Old people do not have a back up waiting in the gums when their teeth fall out. They are not on a path to learning when they babble. They dodder because their knees and hips don’t work the way they should and even if one joint is replaced, another is guaranteed to give out before long. Old people can no longer get in and out of the tub, grab bars or not.
Certain organs unexpectedly misfire when they sneeze or cough, often in a setting away from home like a concert hall with velvet seats or the neighbor’s garden and clearly better the garden.
Old people install stair lifts so they can get to the bedroom or laundry without knocking themselves unconscious. They purchase automobiles they can get in and out of easily but they cannot see the lines that delineate the lanes on city street or country road, get pulled over for driving too slowly, and have temper tantrums when the kids take away the car keys.
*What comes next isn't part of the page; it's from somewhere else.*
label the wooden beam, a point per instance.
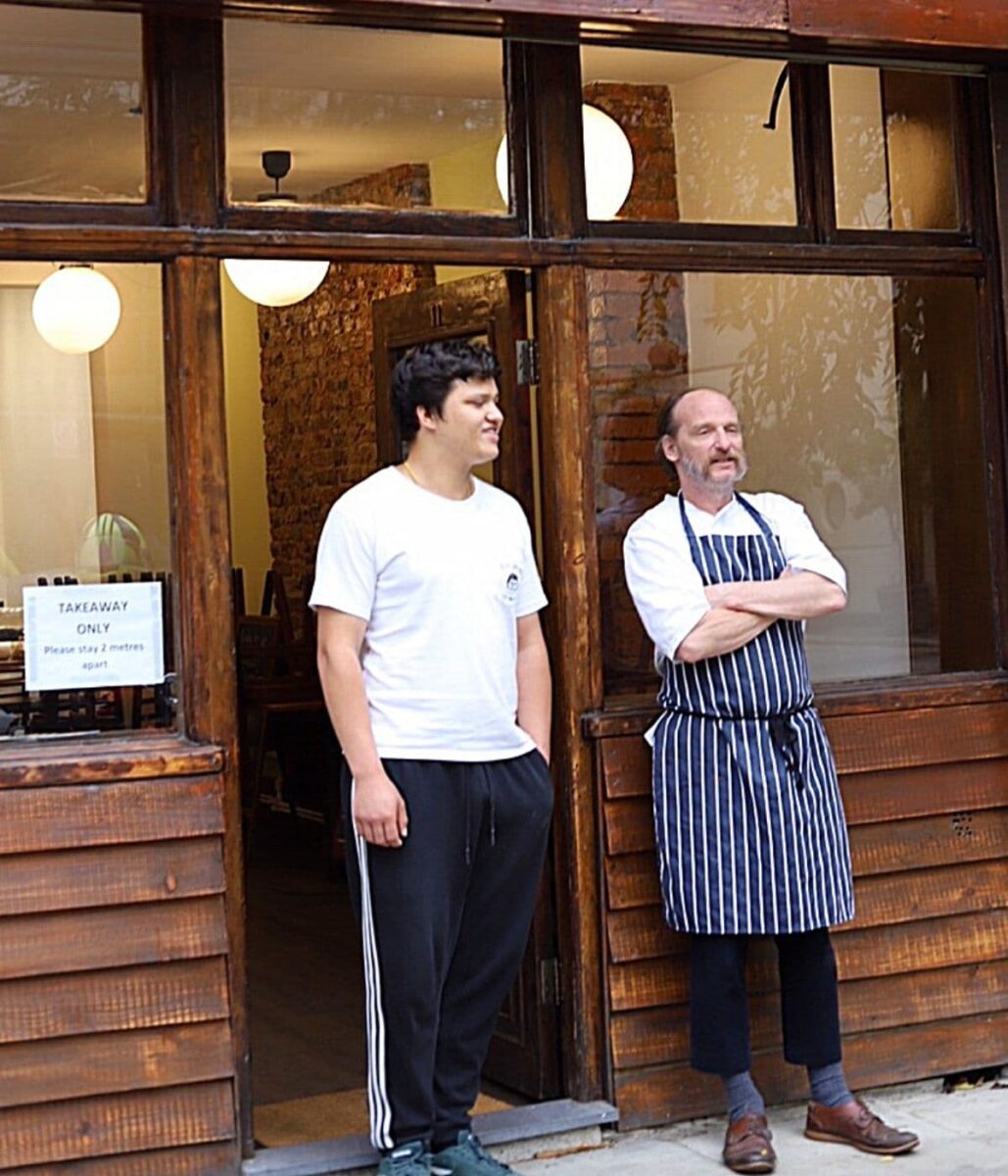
(571, 621)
By that time they can’t remember where they left they left them because their brains are falling apart. By that time they are putting the remote in the mailbox and the bills in the fridge.
Old people cry because they know all of this is happening. Kindly take one of us to lunch, and I’ll have the buttered noodles, a side of applesauce, and the orange sherbet.
Actually I’ll have a Cobb Salad with extra bacon, a Bloody Mary, and a nap.